MAX prove question..

transgalactic · #1 $Old$ 12-02-2008, 08:45 AM

An is a bounded sequence which converges to 0.
An>0 for every n.
prove that in this sequence we have a maximal member
??

again its obvious because if a sequence is descending and it converges from a positive number
to 0.
so 0 is the larger lower bound
and our first member must be the larger

how to transform it to math?

flyingsquirrel · #2 $Old$ 12-02-2008, 10:55 AM

Hi,

Quote:

Originally Posted by transgalactic $View Post$

and our first member must be the larger

A sequence which is convergent and bounded can be non decreasing.
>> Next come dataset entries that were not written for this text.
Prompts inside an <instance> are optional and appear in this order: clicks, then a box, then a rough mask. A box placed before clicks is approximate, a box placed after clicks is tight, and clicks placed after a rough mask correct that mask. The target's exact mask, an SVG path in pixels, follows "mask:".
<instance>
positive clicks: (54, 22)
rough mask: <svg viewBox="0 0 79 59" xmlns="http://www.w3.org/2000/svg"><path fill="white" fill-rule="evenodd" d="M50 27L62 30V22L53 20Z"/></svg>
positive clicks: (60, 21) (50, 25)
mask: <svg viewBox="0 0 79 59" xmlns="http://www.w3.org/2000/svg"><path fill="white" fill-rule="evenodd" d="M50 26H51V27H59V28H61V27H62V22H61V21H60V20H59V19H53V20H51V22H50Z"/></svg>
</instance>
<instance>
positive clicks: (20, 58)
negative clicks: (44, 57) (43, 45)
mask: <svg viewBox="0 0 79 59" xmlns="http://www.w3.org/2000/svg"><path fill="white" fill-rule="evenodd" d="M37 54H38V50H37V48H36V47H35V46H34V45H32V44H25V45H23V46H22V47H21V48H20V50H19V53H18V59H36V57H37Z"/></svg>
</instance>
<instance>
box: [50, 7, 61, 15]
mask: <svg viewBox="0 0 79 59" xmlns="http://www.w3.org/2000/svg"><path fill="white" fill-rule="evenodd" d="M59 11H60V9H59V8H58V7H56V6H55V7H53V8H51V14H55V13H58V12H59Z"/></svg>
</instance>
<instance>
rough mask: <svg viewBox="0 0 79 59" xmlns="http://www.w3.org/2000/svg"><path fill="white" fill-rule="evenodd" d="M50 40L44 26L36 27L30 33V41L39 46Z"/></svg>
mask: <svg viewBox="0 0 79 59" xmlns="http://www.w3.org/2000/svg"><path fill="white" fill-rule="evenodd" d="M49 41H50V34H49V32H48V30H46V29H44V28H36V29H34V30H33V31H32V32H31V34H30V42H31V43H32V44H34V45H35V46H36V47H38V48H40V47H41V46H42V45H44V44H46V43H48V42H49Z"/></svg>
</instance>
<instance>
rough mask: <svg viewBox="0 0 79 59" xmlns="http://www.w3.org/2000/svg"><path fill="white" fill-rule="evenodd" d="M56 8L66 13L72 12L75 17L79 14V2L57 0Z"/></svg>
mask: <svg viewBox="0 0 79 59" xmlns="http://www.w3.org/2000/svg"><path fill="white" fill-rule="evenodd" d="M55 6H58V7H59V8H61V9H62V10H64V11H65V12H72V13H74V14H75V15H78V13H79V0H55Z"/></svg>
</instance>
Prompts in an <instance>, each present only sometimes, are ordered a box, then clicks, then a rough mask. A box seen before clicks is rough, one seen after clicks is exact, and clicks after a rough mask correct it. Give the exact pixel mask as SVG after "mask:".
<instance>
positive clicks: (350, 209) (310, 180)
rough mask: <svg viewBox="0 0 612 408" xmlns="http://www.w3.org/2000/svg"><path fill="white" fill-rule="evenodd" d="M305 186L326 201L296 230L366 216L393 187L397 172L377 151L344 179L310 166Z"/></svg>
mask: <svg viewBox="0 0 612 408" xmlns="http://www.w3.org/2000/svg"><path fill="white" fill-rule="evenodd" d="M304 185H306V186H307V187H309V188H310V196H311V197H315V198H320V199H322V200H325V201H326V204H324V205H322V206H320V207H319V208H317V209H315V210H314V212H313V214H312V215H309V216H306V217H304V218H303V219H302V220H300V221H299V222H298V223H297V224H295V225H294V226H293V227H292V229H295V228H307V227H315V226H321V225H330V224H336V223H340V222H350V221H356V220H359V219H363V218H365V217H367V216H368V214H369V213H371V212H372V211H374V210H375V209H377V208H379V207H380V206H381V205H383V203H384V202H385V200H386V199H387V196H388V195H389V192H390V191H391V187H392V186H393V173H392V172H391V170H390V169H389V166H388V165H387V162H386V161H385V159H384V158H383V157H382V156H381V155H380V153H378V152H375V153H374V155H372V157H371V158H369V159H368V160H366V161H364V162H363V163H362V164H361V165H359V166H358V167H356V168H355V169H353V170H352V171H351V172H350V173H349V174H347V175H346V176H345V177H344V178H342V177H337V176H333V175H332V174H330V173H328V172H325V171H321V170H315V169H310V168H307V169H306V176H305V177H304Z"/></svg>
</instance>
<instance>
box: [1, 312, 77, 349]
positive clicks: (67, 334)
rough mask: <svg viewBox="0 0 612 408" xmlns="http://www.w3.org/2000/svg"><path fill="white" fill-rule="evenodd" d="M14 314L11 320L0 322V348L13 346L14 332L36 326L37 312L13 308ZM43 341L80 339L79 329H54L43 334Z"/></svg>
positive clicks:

For example the maximal member of $(A_n)=\left(\mathrm{e}^{-(n-10)^2}\right)_{n\in\mathbb{N}}$ is $A_{10}=\mathrm{e}^{-(10-10)^2}=1>A_0$ ...

Plato · #3 $Old$ 12-02-2008, 11:09 AM

If $A_n$ has no maximal term then $\left( {\exists N_1 } \right)\left[ 0<{A_1 < A_{N_1 } } \right]$ .
Moreover, $\left( {K > 1} \right)\left( {\exists N_k } \right)\left[ {A_{N_{K - 1} } < A_{N_k } } \right]$ .
That simply means that the sub sequence $\left(A_{N_n}\right)$ cannot converge to $0$ .
That is a contradiction.